As promised, President Barack Obama has signed an executive order rescinding a policy that since 2001 has barred U.S. financial aid to international family planning groups that "perform or promote" abortion.
Unlike many of the executive orders the new president signed earlier in the week, this one was done without fanfare, late on a Friday afternoon, in an obvious effort to minimize attention. It was also done the day after the 36th anniversary of Roe v. Wade, the landmark Supreme Court decision that legalized abortion nationwide.
That set Obama apart, if only slightly, from some of his predecessors. Overturning what is known as the Mexico City policy — and to its detractors as the "global gag rule" — has become a tradition each time the White House has changed parties since the policy was first instituted by President Ronald Reagan in 1984.
President Bill Clinton used the occasion of the Roe anniversary in 1993 to overturn the policy, just two days after taking office. President George W. Bush used the anniversary to reinstate it on his second full day in office in 2001.
Aides said Obama preferred not to take the action on a day when abortion rights supporters and opponents were focused on their differences.
Indeed, in his statement that accompanied the executive order, Obama continued to try to seek a middle ground on one of the most contentious issues in all of American politics.
On the one hand, he defended his action, saying the provisions of the policy "are unnecessarily broad and unwarranted under current law, and for the past eight years, they have undermined efforts to promote safe and effective voluntary family planning in developing countries."
On the other hand, he decried the fact that international family planning "has been used as a political wedge issue" and pledged that in the coming weeks "my Administration will initiate a fresh conversation on family planning, working to find areas of common ground to best meet the needs of women and families at home and around the world."
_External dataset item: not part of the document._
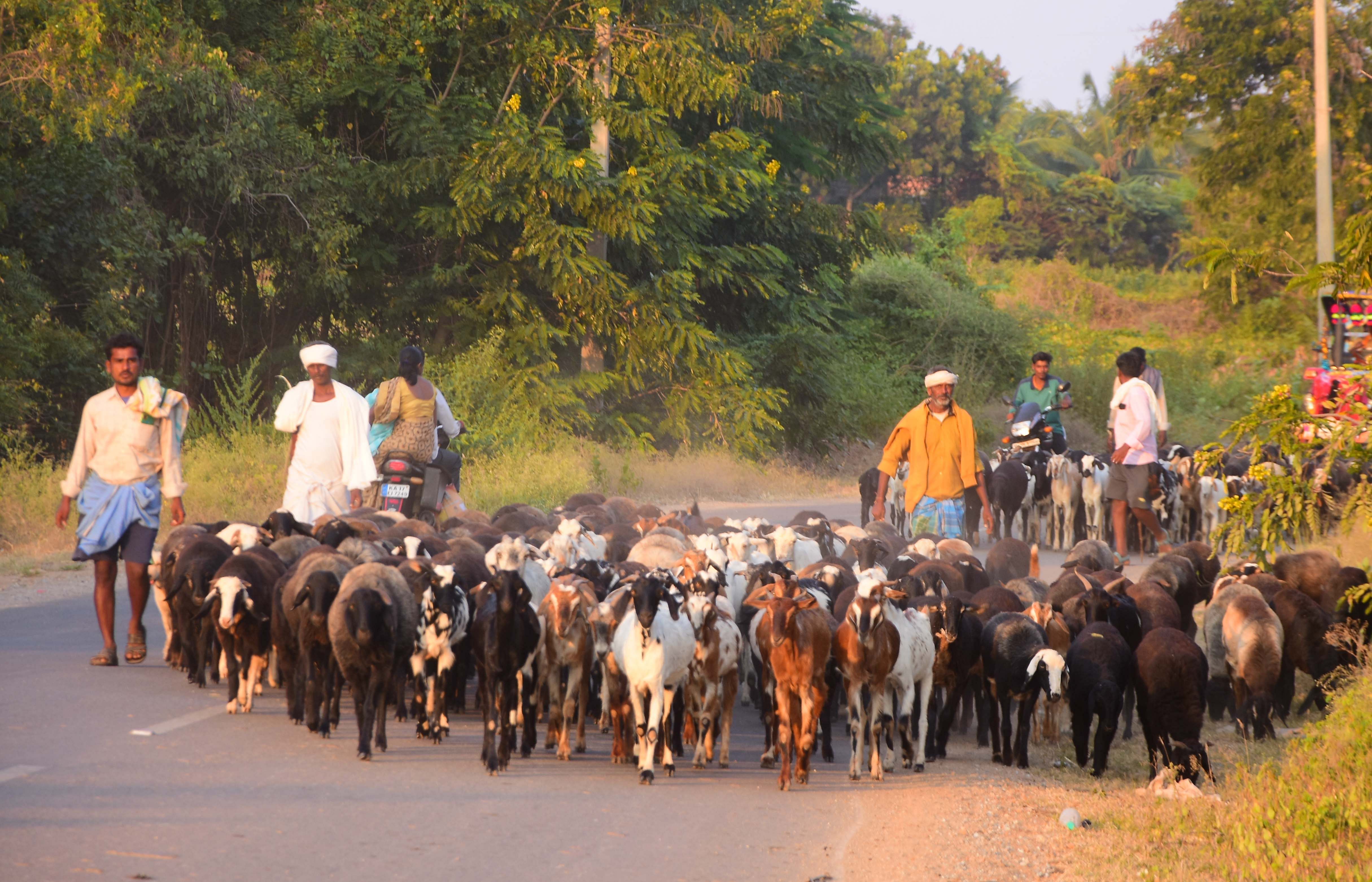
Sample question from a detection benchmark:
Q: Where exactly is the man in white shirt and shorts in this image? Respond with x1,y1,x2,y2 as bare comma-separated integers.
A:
1106,350,1172,566
276,340,376,524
Still, the order hardly went unnoticed. Abortion rights groups hailed it.
"For eight years under Bush, the global gag rule undermined the ability of providers everywhere to care for women according to best medical practice, and contributed to the deaths and injuries of an untold number of women who sought unsafe abortions when their community-based clinics and hospitals couldn't offer services, information or referrals," said Pablo Rodriguez, board chairman of the Association of Reproductive Health Care Professionals.
Abortion opponents were disappointed.
"One of President Obama's first acts is to rescind this vital government policy and reward pro-abortion groups," said Tony Perkins of the Family Research Council. "This should serve as a bitter pill for those who campaigned for him, all the while proclaiming their belief in the cause of life and family."